Justice  /  Retrieval

When Police Clamped Down on Southern California’s Japanese-American Bicycling Craze

Because cycling was an important mode of transportation for agricultural workers and a popular competitive sport, police saw it as a way to target immigrants.

An important turning point in cycling enforcement came in 1910, with the passage of a traffic ordinance. In the media coverage leading up to passage of the 20-page local law, public safety and police enforcement against speeding motorists were emphasized. But the ordinance itself placed heavy regulations on common cycling behaviors, including speeding, racing, riding on sidewalks, and cycling at night without a light.

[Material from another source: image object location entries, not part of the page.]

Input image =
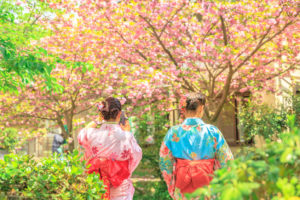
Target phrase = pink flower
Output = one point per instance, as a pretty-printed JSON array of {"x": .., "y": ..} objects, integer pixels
[{"x": 150, "y": 139}]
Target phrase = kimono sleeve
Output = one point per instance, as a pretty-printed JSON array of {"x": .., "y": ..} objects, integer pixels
[
  {"x": 83, "y": 137},
  {"x": 136, "y": 152},
  {"x": 166, "y": 164},
  {"x": 223, "y": 152}
]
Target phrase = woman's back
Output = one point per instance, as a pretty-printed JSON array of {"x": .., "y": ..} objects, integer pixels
[{"x": 195, "y": 140}]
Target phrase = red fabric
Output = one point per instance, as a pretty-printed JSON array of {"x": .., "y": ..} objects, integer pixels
[
  {"x": 193, "y": 174},
  {"x": 111, "y": 172}
]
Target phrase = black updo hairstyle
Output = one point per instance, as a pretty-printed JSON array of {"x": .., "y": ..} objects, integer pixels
[
  {"x": 193, "y": 100},
  {"x": 111, "y": 108}
]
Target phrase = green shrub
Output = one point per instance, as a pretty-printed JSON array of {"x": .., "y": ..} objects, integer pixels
[
  {"x": 261, "y": 120},
  {"x": 9, "y": 139},
  {"x": 272, "y": 172},
  {"x": 50, "y": 178},
  {"x": 157, "y": 129},
  {"x": 149, "y": 190}
]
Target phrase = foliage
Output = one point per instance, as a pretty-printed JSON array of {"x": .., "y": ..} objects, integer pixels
[
  {"x": 151, "y": 190},
  {"x": 8, "y": 139},
  {"x": 50, "y": 178},
  {"x": 21, "y": 59},
  {"x": 296, "y": 108},
  {"x": 153, "y": 126},
  {"x": 219, "y": 48},
  {"x": 261, "y": 120},
  {"x": 272, "y": 172}
]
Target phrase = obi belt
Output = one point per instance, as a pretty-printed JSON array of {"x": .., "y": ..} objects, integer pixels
[
  {"x": 193, "y": 174},
  {"x": 111, "y": 172}
]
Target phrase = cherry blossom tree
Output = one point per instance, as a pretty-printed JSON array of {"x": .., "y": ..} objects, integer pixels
[
  {"x": 153, "y": 51},
  {"x": 220, "y": 48}
]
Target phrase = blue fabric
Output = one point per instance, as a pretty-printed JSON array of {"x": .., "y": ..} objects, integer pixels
[{"x": 195, "y": 140}]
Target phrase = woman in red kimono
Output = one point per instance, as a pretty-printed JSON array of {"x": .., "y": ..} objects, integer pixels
[{"x": 111, "y": 151}]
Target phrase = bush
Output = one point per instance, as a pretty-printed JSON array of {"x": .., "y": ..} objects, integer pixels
[
  {"x": 157, "y": 129},
  {"x": 272, "y": 172},
  {"x": 261, "y": 120},
  {"x": 50, "y": 178},
  {"x": 151, "y": 190},
  {"x": 8, "y": 139}
]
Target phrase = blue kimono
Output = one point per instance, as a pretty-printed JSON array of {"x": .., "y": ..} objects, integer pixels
[{"x": 191, "y": 140}]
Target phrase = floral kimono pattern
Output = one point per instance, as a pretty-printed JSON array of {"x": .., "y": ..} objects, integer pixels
[
  {"x": 192, "y": 140},
  {"x": 108, "y": 146}
]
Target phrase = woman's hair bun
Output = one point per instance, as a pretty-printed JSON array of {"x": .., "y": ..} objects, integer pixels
[{"x": 193, "y": 100}]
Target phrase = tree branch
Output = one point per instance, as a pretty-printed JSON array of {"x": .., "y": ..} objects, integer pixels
[
  {"x": 169, "y": 20},
  {"x": 224, "y": 30}
]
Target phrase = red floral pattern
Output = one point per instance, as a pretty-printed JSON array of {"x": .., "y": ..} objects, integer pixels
[
  {"x": 164, "y": 150},
  {"x": 126, "y": 154}
]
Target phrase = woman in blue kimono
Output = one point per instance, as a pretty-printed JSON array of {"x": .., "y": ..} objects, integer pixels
[{"x": 192, "y": 150}]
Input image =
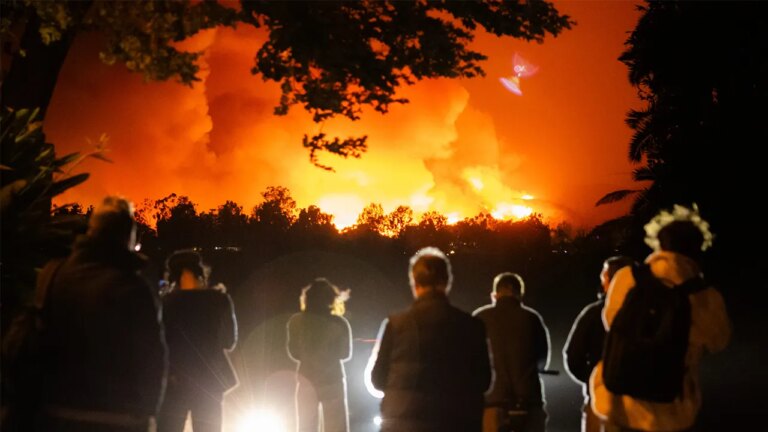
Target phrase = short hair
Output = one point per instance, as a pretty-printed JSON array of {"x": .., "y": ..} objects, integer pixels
[
  {"x": 112, "y": 221},
  {"x": 429, "y": 267},
  {"x": 683, "y": 237},
  {"x": 321, "y": 296},
  {"x": 614, "y": 263},
  {"x": 185, "y": 259},
  {"x": 510, "y": 283}
]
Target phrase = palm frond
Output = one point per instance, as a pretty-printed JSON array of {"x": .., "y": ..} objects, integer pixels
[{"x": 615, "y": 196}]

The cycling ordinance also marked a new era of police enforcement and surveillance. Notably, the city equipped its police with motorcycles, “for use in running down traffic violators.” This was a significant early investment, at a time when the largest motorbike manufacturers only produced a few hundred units a year. The ordinance also extended special privileges to officers, such as requiring privately owned vehicles (including bicycles and horse-drawn carts) to surrender the right of way.

Violation of bicycle ordinances, a misdemeanor, carried heavy fees and penalties. For a first offense, cyclists could be fined up to $100 and imprisoned for up to 30 days. Three or more offenses heightened the penalties to as much as $500 and up to six months’ imprisonment. Although there is nothing in writing that explicitly targeted Japanese-Americans, police and the community clashed with great frequency in everyday enforcement.

Original arrest numbers carefully recorded by sociologist Morrison Wong reveal that Japanese-Americans were cited for cycling infractions at rates as high as 22 percent of their share of the population—a stark figure given that they had relatively lower arrest records in the county. In fact, cycling infractions accounted for 58 percent of all arrests of people with Japanese surnames. When riding bicycles in downtown spaces, where restrictions were starkest, or in multiracial neighborhoods, where a lack of infrastructure created incentives for prohibited practices, Japanese-American men were particularly vulnerable to traffic laws, which required police discretion of subjective acts like speeding.

The cycling ordinances represented just one of many ways Japanese immigrants were policed by forces of the state. Better known examples included the 1907 Gentlemen’s Agreement banning the immigration of Japanese laborers to the United States, and the 1913 California Alien Land Law, which prohibited Asian immigrants from owning land.

Today, more than a century later, many people still wrongly associate cycling with white middle-class hipsters—perhaps because history has buried the cycling stories of immigrants and nonwhites. But if you look hard enough, in places like Riverside, you will find rich stories of bicycling for pleasure, sport, and work—and of riding as an enduring method of resistance for people on the move.